While I’m talking about things that bothered me, let me add that I felt like Jennifer Coolidge as Peter’s Aunt Sandy never really gets to spread her wings, which is a crime against humanity. A CRIME! We all know what she is capable of bringing to even the most minor role, and I felt like something was lacking here. Aunt Sandy helms a Christmas pageant starring children that is called Jesus H. Christ, which includes lines delivered by Coolidge like: “Unless you look deeper, there’s nothing particularly remarkable about Maaaaary.” It’s amusing to be sure, but it feels somewhat clipped and sanitized. Like maybe they were concerned about keeping things non-threatening for viewers who still might not be entirely sure about romantic gay leads? (Sigh. I wish that weren’t the case, because none of it should be about straight people’s comfort, but let’s also be realistic.) I feel similarly about Jennifer Robertson, who lights up pretty much anything she’s in with her sarcasm, facial expressions, and wit. Don’t get me wrong, she’s funny here, just not as funny as I hoped. I think both their characters are areas where the movie could have added some more interest, some sharper edges, and some saltier bits to pump up the overall flavor.

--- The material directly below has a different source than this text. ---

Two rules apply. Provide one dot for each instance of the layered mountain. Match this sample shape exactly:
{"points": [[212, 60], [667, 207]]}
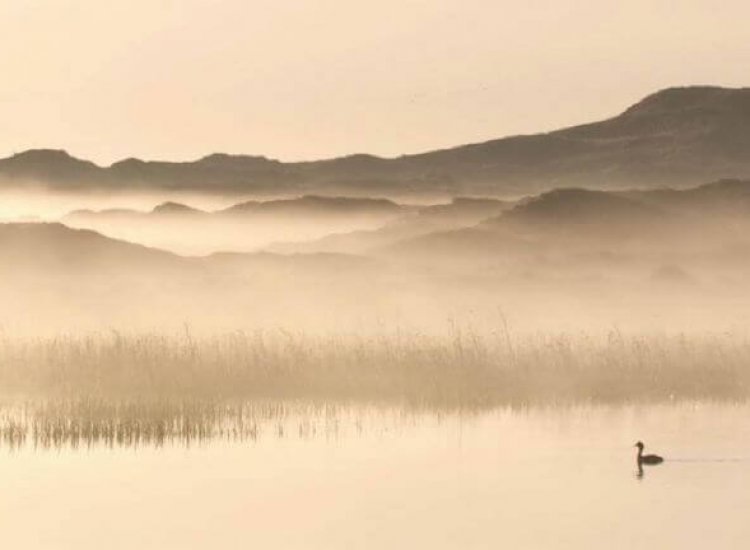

And I wouldn’t be me if I didn’t point out the part where Peter’s nieces try to get away with making their pageant costumes sexy. When he first sees them Peter makes a “hoe, hoe, hoe” joke. Uh, no, no, no, thank you. Then his young nephews are quickly hustled out of the room. I guess so their eyes won’t be burned from seeing their cousins in midriff shirts and heavy eye-makeup? Did we time travel to a different century? To the movie’s credit, Christmas Carole does say that sexy is great when you’re older. I, of course, would argue that experimenting with sexiness is also fine when you’re a teenager, though probably not for a Christmas pageant. I don’t have much experience with those, but my general sense—given the whole immaculate conception—is they don’t go in for much sexiness. But then Christmas Carole also suggests to Lisa that she “should’ve had boys.” Right. Yes. Because white American cisgender boys are so notoriously unproblematic.
If I’ve learned anything from reviewing movies, it’s that rom-coms are often among the most contentious. (I’d hypothesize it’s why the most solid ones end up with an IMDb rating in the six point something range.) And I get it. Our emotions, our memories, and our fantasies live inside these movies. Which is also why I am always, always here to remind you—and myself—to never call them guilty pleasures. It’s perfectly okay to just enjoy the daylights out of them. But I’m digressing. My long-awaited point about this YuleTube movie is that I found it a mostly enjoyable watch, which maybe could have used a skosh more sharpness overall, and a better balance of power in its romance. But, Jesus H. Christ, would I still watch the heck out of a sequel.